But i'd imagine these areas are at best flat - and more likely slightly down, so "OK" is a relative term.
It seems to me that public transportation has both helped and hurt in the bay area. Every time I read about the exurbs of the bay area I am shocked at how far people there are traveling each day. The hardest hit exurb areas seem to be 60-100 miles from San Francisco, that would be similar to commuting from Bellingham to Seattle. Places I consider deep exurbs here like Marysville, Smokey Point, Orting that are about 30-40 miles from the city would be considered a relatively close in suburb there I am sure.
San Francisco won't escape this either, regardless.
Where would people in Manteca be commuting to?
My point, poorly made as it was, was that just because someone lives in the Bay area doesn't mean they work in downtown San Francisco.
No, San Francisco isn't immune to any interest rate changes. However, I rather doubt that we will see "skyrocketing" interest rates in the US anytime soon. As the credit crunch continues we are more likely to see even more enthusiasm for buying US treasuries, which will keep rates low.
Even mortgage rates will likely stay low, but that might not be too helpful. Instead of significantly higher mortgage rates I predict we will see a continued tightening of lending requirements, with ever higher down-payments and credit scores being required. If you can qualify for a mortgage you'll get a good rate, but increasingly large percentages of the population will be shut out of the mortgage market altogether.
Jim Jubak had an interesting (and opposite) view to this today. In summary, if/when foreign investors lose faith in US debt obligations, they will require higher interest rates to loan us money. He based the "losing faith" event on the collapse of Freddie and Fannie.
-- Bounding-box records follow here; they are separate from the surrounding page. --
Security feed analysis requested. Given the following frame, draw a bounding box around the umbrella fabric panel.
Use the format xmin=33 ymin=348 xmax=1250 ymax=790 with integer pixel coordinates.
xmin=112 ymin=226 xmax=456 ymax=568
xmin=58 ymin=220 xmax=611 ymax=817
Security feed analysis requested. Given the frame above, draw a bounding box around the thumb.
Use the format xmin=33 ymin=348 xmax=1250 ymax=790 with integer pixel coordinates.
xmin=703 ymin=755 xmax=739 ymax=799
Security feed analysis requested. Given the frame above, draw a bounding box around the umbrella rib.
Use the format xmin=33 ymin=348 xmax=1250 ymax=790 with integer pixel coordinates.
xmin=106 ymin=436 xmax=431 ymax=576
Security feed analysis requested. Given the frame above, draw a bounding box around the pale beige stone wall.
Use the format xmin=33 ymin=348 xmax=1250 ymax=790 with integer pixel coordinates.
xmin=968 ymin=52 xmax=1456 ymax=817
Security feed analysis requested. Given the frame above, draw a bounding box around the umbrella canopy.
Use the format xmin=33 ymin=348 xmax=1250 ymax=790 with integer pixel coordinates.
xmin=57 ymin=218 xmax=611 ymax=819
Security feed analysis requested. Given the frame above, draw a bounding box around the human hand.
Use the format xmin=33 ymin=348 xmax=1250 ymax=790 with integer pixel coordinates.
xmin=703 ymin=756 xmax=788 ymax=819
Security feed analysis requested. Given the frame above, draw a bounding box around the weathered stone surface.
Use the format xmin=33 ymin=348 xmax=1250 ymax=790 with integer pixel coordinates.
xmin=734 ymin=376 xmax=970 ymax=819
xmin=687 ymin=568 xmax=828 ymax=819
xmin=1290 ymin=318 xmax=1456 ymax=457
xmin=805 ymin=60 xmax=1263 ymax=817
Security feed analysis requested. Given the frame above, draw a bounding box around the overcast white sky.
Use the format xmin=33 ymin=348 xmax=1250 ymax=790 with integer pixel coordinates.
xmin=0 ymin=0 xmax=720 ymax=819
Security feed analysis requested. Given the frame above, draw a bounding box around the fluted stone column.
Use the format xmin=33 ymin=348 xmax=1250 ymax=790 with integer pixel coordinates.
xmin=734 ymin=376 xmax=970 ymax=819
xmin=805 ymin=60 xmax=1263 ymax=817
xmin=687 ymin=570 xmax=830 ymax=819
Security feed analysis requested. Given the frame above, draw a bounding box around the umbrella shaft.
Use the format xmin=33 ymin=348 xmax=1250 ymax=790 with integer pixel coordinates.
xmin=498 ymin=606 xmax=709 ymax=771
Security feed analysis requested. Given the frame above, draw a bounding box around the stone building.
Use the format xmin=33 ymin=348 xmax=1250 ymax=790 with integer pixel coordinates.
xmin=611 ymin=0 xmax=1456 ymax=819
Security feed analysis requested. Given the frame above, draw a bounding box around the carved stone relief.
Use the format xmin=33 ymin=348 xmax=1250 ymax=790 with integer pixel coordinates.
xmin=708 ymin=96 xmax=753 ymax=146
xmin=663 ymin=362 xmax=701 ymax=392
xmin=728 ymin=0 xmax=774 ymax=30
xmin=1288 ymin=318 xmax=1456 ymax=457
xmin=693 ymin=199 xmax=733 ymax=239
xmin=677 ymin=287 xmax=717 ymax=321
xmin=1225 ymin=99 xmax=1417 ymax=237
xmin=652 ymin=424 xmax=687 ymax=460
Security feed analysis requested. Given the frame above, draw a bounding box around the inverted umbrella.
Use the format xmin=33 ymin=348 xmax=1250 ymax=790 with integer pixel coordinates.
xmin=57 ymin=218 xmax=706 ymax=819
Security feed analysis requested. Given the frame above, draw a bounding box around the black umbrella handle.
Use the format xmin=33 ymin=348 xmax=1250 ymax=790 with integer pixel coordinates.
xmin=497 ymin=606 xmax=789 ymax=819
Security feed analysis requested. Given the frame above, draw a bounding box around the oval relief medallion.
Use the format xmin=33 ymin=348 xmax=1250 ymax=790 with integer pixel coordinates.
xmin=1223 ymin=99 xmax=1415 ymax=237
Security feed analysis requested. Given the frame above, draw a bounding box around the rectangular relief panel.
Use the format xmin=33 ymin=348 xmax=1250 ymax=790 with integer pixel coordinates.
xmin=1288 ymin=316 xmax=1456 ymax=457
I'm not a bond expert or anything, but here's how I think it would play out. First, government bonds would require higher rates to attract outsiders. It seems like higher rates on T-Bills and the like would eventually push other rates up as well.
Fannie and Freddie will never collapse, so this is something people can just stop worrying about. The government will NEVER allow the GSEs to default on their outstanding debt.
My current thinking is that the credit contraction will continue to drive investors (both foreign and domestic) towards buying sovereign debt of developed nations (including T-bills) which will keep over-all rates low around the world. We might well see some inflationary blow-ups in developing nations (e.g. take a look at what's happened in Vietnam over the last 6 months), but that would be a side show to the deflation occuring in the developed nations.
Here's the Jubak's Journal I referred to.
He agrees they are "too big to fail", but the catch is they are pretty huge for the government to take on as well. Taking over those corporations would be the same as increasing our national debt from $9 trillion to $14 trillion immediately. Read his article, but the basic point is we absolutely can't let them fall without debtors treating it like the US Government reneging on the debts and we run the risk of increasing our national debt by 1.5x overnight.